やっぱり『やもり通信』

海外生活一区切り。これからは日本の生活メインの内容になりそうだけど、タイトルはやっぱり『やもり通信』・・・で、いいかなっと。

最近、草太がやたらと絵を描きまくっているわけ

日本からカイロに戻ってきて1ヵ月が過ぎました。

2週間ほど前からでしょうか。
草太がいきなり「お絵かき」に目覚めました。
あ、いえ「お絵かき」そのものは退避帰国中のじぃじ・ばぁばの家でも結構熱心にしていました。
突然思い立ったように始めたその行動は


描いた絵を壁に貼っていくこと


最初は虎の絵、次は犬、ゾウ、熊・・・と動物が続き、

そのあとは、火事、船、パパとママ、「ドキンちゃん」と「はぶらしマン」、怪獣・・・・となんの脈絡もなく、とにかくいろいろな物を描いては貼り、描いては貼り・・を繰り返しています。


そしてある日、絵を貼りながら、唐突に言いました。


「草太がどうして絵を描いているかって言うとね・・・日本を助けたいから。」


はい・・・??
なんでキミが絵を描いてここに貼ることが日本を助けることになるわけですかい?


そんな母の心の声が聞こえたのか、彼は続けます。

「草太ね、いっぱい絵を描いて、いっぱい貼って、日本を助けるんだ。」

やっぱり、わからん。



・・・・・と、思ったのですが、
でも、なんとなくわかってしまいました。
この4歳児の気持ち、考えが。



 カイロに戻ってきて数日後に行ったインターナショナルスクールの日本のブースでは、『鶴を折って日本を支援しよう』というコーナーがありました。日本人スタッフに鶴の折り方を教えてもらって鶴を折り、それにメッセージを書いたものをまとめて吊し、千羽鶴(のような大きな折り鶴の束)を作っていくのです。鶴を折る際に参加者は「募金」をする、という仕組み。その後ろには、日本の被災地のようすを紹介した大きなポスターが貼られていました。(※2011-04-17の記事“カイロでの「チャリティーバザー」から「チャリティーコンサート」へ”http://bit.ly/riOpKX でご紹介したゲン君とお母さんの作品です)
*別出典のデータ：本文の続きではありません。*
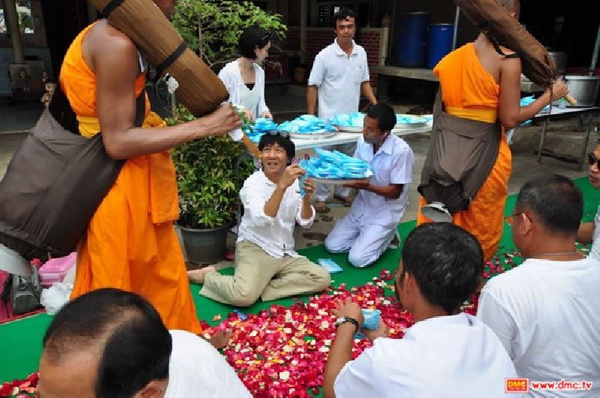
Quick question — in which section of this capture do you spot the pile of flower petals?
[207,270,414,398]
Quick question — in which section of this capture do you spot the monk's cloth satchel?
[417,91,501,214]
[0,84,146,260]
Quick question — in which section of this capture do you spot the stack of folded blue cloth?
[242,117,277,143]
[329,112,365,128]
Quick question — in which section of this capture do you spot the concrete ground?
[0,86,600,267]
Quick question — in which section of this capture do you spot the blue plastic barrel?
[398,12,431,67]
[427,23,454,69]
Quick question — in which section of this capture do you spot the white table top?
[292,122,431,150]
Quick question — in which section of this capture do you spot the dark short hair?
[401,222,483,314]
[515,173,583,235]
[238,26,271,59]
[333,7,356,28]
[258,131,296,164]
[367,102,396,131]
[43,288,172,398]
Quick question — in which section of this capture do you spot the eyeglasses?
[588,152,600,169]
[258,33,271,45]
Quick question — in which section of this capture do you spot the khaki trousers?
[200,240,331,307]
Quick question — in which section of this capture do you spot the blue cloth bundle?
[242,117,277,143]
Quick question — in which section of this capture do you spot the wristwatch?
[334,316,360,334]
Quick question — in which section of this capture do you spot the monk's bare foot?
[208,330,233,350]
[188,267,217,285]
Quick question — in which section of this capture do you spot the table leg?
[538,119,548,163]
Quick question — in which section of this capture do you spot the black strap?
[48,83,146,134]
[337,316,360,334]
[101,0,125,18]
[156,41,187,79]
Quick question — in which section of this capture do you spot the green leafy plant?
[173,0,287,67]
[167,105,254,229]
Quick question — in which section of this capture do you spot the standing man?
[417,0,568,262]
[325,103,415,267]
[59,0,242,334]
[306,8,377,213]
[477,174,600,398]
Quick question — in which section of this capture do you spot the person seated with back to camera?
[188,131,331,307]
[325,103,415,267]
[323,223,519,398]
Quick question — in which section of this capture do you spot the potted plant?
[167,0,287,264]
[167,105,254,264]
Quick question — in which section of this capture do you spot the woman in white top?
[219,26,273,120]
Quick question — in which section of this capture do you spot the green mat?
[0,177,600,383]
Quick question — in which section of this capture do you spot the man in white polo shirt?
[323,223,520,398]
[306,8,377,213]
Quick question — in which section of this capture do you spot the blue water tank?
[397,12,431,67]
[427,23,454,69]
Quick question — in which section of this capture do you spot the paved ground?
[0,86,600,266]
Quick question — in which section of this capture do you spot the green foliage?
[167,106,254,229]
[173,0,287,67]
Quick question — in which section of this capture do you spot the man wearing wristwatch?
[323,223,519,398]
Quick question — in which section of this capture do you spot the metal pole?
[4,0,25,64]
[452,7,460,50]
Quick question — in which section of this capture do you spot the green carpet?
[0,177,600,383]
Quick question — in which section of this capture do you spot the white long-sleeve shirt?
[237,170,315,258]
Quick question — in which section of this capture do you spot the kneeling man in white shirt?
[323,223,519,398]
[188,132,331,307]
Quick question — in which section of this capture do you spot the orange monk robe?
[417,43,512,262]
[60,25,201,333]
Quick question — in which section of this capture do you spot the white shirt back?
[334,313,519,398]
[308,39,369,120]
[477,257,600,397]
[350,135,415,228]
[165,330,252,398]
[237,170,315,258]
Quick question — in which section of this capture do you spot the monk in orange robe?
[417,0,568,262]
[60,0,242,333]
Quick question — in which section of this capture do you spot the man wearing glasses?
[577,143,600,260]
[477,174,600,397]
[188,132,331,307]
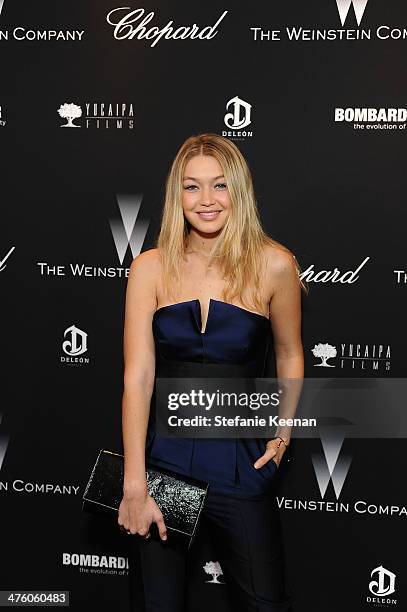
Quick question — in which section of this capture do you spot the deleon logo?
[369,565,396,597]
[109,193,150,264]
[58,102,82,127]
[311,428,352,499]
[224,96,252,130]
[336,0,369,27]
[62,325,88,357]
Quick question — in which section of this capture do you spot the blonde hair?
[156,134,308,310]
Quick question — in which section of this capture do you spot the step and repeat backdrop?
[0,0,407,612]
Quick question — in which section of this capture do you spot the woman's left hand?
[254,438,286,469]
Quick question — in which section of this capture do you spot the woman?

 4月9日に行われたチャリティーバザー:Open Dayでは、多くの人がおにぎりやらお菓子やらを作ってきてくださり、それを販売しました。その売り上げ金を日本に送る・・・と、子どもたちにも説明しました。

 そして、今度は22日のチャリティーコンサートを控えており、私も子どもたちもそれぞれ歌で参加するため、「みんなに聞いてもらうんだから一生懸命練習しないと。」などと言っていた時期でもありました。「歌を聞きに来てくれた人が払ってくれたお金が日本に行くんだよ。」そんなことも私が言っていたのでしょう。


 そういうことが日常繰り返される中での、彼なりの解釈・・・それが

「何かをする人」と「その受け手(それを見る人・聞く人)」がいる関係が成り立ったとき、それは「日本を助けることになる」



ちょっと(いや実はかなり)飛躍しているけれど、これが子どもなりの、4歳児なりの考え。



だから彼はひたすら絵を描き、それを黙々と壁に貼り続けています。

「にっぽん、がんばれ!」などと言いながら。
「草太ね、もっともっといっぱい描いてね、日本を元気にするの。」などと言いながら。


これっていったいなんなのでしょう?

一種の「洗脳」・・・???などと、自分の日頃の言動を思わず振り返ってしまいました。


でも、私は、毎日毎日「日本を応援しよう」とか「お金を送ってあげないと」とか、そんなことを言っているわけではありません。
まだいろんなことがよく理解できていない子どもに「復興支援とは・・・」などと説教したりもしていません。
今の日本の状況を、詳しく説明したりもしていません。


日本のテレビ番組などほとんど見ていない環境。
時々かけているラジオ(日本の某FM局の放送が聴けるので・・・)から曲の合間に震災に関する話題が流れることがあったり、ネットのニュースで震災関係の話題をチェックしているところをのぞき見されることはありますが・・・。


結局、そういう自分の周りにちりばめられているいろんな情報のかけらをつなぎ合わせた結果が、
ここまで自信に満ちたひとつの行動につながっている、ということに、正直驚いています。


きっと、小さい頭の中で(・・・・・あ、草太の頭は実際はかなり大きいですが。物理的に^^;)
私たちが想像している以上にいろんなことを考えているんだろうな・・・などとぼんやり思った出来事でした。


と、同時に「にっぽん、がんばれ!」と、ただ素直にストレートに言えるその気持ちが、ちょっと羨ましかったりもした母でした。